Ingenious co-optimization of expression tracking and reconstruction: The encoder is trained end-to-end but with jaw regularization, striking an excellent balance between accuracy improvement and training stability. This approach is highly applicable to any scenarios requiring joint parameter estimation and downstream task optimization.
No performance drop with PBS approximation: The physically-based rendering branch achieves relighting capabilities while maintaining almost the same PSNR as appearance-fitting-only methods, demonstrating that approximate physical models are sufficiently effective for head scenes.

Limitations & Future Work¶

When training data is insufficient, the model is still constrained by the FLAME prior, leading to limited control over non-standard elements like hair and accessories.
Some shadows or wrinkles might be incorrectly coupled into the albedo or reflectance, causing flaws in specularity and shadow relighting results.
Unable to handle full-head reconstruction under unknown camera poses—facial keypoints become unreliable when the yaw angle approaches 90 degrees.
Future Directions: Integrate better albedo estimation models (e.g., diffusion priors), extend to full-body reconstruction, and support more complex lighting/rendering models (e.g., subsurface scattering).

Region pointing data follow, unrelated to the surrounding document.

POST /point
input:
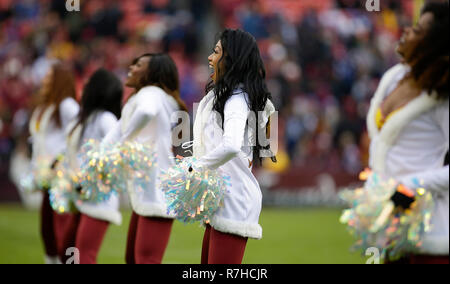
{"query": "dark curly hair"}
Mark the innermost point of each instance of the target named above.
(429, 58)
(103, 91)
(241, 65)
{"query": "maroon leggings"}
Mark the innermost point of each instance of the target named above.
(147, 239)
(65, 226)
(47, 227)
(89, 237)
(222, 248)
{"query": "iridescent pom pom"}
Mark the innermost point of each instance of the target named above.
(63, 192)
(375, 222)
(107, 169)
(193, 193)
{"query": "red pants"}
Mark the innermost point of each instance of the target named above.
(64, 225)
(221, 248)
(147, 239)
(89, 237)
(421, 259)
(47, 227)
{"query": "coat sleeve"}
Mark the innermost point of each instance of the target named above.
(436, 180)
(235, 119)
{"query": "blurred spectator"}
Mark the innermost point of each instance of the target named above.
(323, 58)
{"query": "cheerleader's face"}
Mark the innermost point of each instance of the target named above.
(47, 82)
(214, 60)
(137, 72)
(413, 35)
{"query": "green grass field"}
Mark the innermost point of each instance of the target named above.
(290, 236)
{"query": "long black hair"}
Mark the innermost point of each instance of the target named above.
(162, 72)
(429, 58)
(102, 92)
(241, 65)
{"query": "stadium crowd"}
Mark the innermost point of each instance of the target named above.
(323, 58)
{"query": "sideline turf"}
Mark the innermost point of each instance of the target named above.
(290, 236)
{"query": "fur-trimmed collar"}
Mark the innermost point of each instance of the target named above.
(388, 135)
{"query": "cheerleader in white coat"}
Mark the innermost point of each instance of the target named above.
(224, 138)
(100, 109)
(408, 123)
(146, 118)
(47, 127)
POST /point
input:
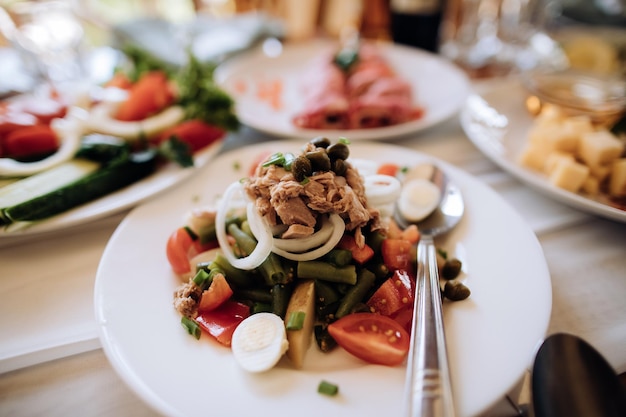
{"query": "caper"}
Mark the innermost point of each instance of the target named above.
(301, 168)
(321, 142)
(339, 167)
(451, 268)
(338, 151)
(319, 160)
(456, 291)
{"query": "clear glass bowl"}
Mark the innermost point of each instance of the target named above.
(601, 98)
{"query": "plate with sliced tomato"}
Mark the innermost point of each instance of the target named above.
(68, 157)
(491, 335)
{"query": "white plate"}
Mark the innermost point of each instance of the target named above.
(492, 336)
(165, 177)
(438, 86)
(497, 123)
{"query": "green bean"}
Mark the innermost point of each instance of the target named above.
(339, 257)
(234, 276)
(271, 269)
(261, 295)
(375, 240)
(261, 308)
(280, 299)
(327, 272)
(325, 293)
(324, 340)
(356, 294)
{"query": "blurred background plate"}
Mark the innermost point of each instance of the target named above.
(164, 178)
(498, 123)
(438, 86)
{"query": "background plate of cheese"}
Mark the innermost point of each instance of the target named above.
(498, 123)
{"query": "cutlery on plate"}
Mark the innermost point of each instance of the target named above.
(428, 391)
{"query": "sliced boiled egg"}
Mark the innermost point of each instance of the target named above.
(259, 342)
(418, 199)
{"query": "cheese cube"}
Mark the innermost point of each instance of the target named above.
(599, 148)
(591, 185)
(554, 158)
(578, 124)
(533, 157)
(554, 137)
(617, 182)
(600, 171)
(569, 175)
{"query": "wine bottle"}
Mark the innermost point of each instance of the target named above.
(416, 23)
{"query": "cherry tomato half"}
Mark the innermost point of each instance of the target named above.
(222, 322)
(194, 133)
(395, 294)
(30, 141)
(149, 95)
(181, 247)
(218, 292)
(371, 337)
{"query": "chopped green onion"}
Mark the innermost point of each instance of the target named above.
(281, 159)
(296, 320)
(192, 234)
(202, 278)
(191, 326)
(327, 388)
(276, 159)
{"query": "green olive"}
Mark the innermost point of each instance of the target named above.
(321, 142)
(456, 291)
(301, 168)
(338, 151)
(451, 268)
(320, 162)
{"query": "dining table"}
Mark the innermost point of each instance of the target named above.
(52, 362)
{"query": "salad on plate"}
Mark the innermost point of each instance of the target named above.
(60, 150)
(306, 247)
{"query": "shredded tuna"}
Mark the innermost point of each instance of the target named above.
(186, 298)
(283, 200)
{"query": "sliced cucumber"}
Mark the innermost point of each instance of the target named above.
(114, 176)
(45, 182)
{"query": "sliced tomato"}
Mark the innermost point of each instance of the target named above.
(397, 253)
(360, 255)
(195, 133)
(395, 294)
(218, 292)
(222, 322)
(181, 246)
(149, 95)
(30, 141)
(371, 337)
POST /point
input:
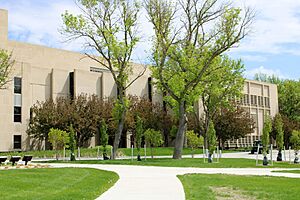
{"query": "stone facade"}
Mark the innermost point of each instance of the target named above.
(41, 73)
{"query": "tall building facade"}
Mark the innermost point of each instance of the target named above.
(41, 73)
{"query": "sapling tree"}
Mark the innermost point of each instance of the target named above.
(266, 137)
(295, 141)
(211, 140)
(104, 138)
(72, 142)
(278, 129)
(6, 63)
(153, 138)
(109, 29)
(189, 36)
(139, 130)
(194, 141)
(58, 139)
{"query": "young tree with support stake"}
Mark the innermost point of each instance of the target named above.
(72, 143)
(266, 137)
(212, 141)
(6, 63)
(189, 36)
(139, 130)
(104, 138)
(110, 29)
(278, 128)
(295, 141)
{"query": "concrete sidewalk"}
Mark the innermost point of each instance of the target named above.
(161, 183)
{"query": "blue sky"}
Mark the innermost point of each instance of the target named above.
(273, 47)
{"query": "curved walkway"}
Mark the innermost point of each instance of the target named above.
(161, 183)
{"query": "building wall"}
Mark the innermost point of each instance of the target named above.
(45, 73)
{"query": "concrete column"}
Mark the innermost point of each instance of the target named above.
(3, 27)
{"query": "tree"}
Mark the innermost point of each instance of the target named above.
(104, 138)
(212, 141)
(58, 139)
(110, 29)
(194, 141)
(278, 129)
(6, 63)
(233, 123)
(139, 130)
(72, 143)
(226, 83)
(266, 137)
(184, 49)
(295, 140)
(153, 138)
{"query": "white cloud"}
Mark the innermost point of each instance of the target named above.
(277, 25)
(251, 73)
(253, 58)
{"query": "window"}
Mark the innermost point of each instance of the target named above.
(17, 85)
(17, 99)
(17, 114)
(17, 141)
(267, 102)
(253, 100)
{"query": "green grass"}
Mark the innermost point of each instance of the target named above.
(92, 152)
(62, 183)
(289, 171)
(187, 162)
(200, 186)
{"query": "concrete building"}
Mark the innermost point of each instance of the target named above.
(259, 99)
(41, 73)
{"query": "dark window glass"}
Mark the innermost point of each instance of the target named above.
(17, 114)
(17, 141)
(17, 85)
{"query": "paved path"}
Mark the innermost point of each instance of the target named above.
(161, 183)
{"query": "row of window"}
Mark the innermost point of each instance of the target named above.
(17, 99)
(255, 100)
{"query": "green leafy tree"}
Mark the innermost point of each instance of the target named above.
(139, 130)
(6, 63)
(58, 139)
(109, 29)
(212, 140)
(194, 141)
(83, 112)
(278, 129)
(226, 82)
(233, 124)
(104, 137)
(184, 50)
(295, 141)
(72, 142)
(153, 138)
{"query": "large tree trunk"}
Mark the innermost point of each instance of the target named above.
(180, 133)
(121, 123)
(118, 135)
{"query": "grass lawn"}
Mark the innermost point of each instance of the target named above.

vs. Flash-avatar: Flash-avatar rigidly binds Gaussian points to the FLAME mesh, which limits deformation flexibility; ours learns point-wise deformation independently, achieving a \(+1.2\) PSNR gain and a major improvement in LPIPS.
vs. GBS (3D Gaussian Blendshapes): GBS learns a global Gaussian basis to handle expressions but performs poorly on pose variations; ours handles both expressions and pose variations while introducing LBS and relighting.
vs. FLARE: FLARE performs relighting using a mesh and BRDF but suffers from limited reconstruction quality and noisy normals; ours utilizes 3DGS to obtain higher quality and smoother normals.
vs. PointAvatar: PointAvatar uses a shared MLP to predict deformations and directly optimizes parameters, requiring post-optimization during testing; ours utilizes an encoder to preserve generalization capability.

Rating¶

Novelty: ⭐⭐⭐⭐ The combination of point-wise learnable blendshapes + LBS + end-to-end expression encoder + physical rendering is highly complete, though individual techniques are not entirely new.
Experimental Thoroughness: ⭐⭐⭐⭐⭐ 23 subjects across three datasets, comprehensive ablation studies, comparison with 5 baselines, including relighting and cross-reenactment experiments.
Writing Quality: ⭐⭐⭐⭐ Well-organized with well-explained motivations, though some mathematical notations are quite dense.
Value: ⭐⭐⭐⭐ Achieves high-quality, real-time, and relightable monocular head reconstruction, showing high practical value.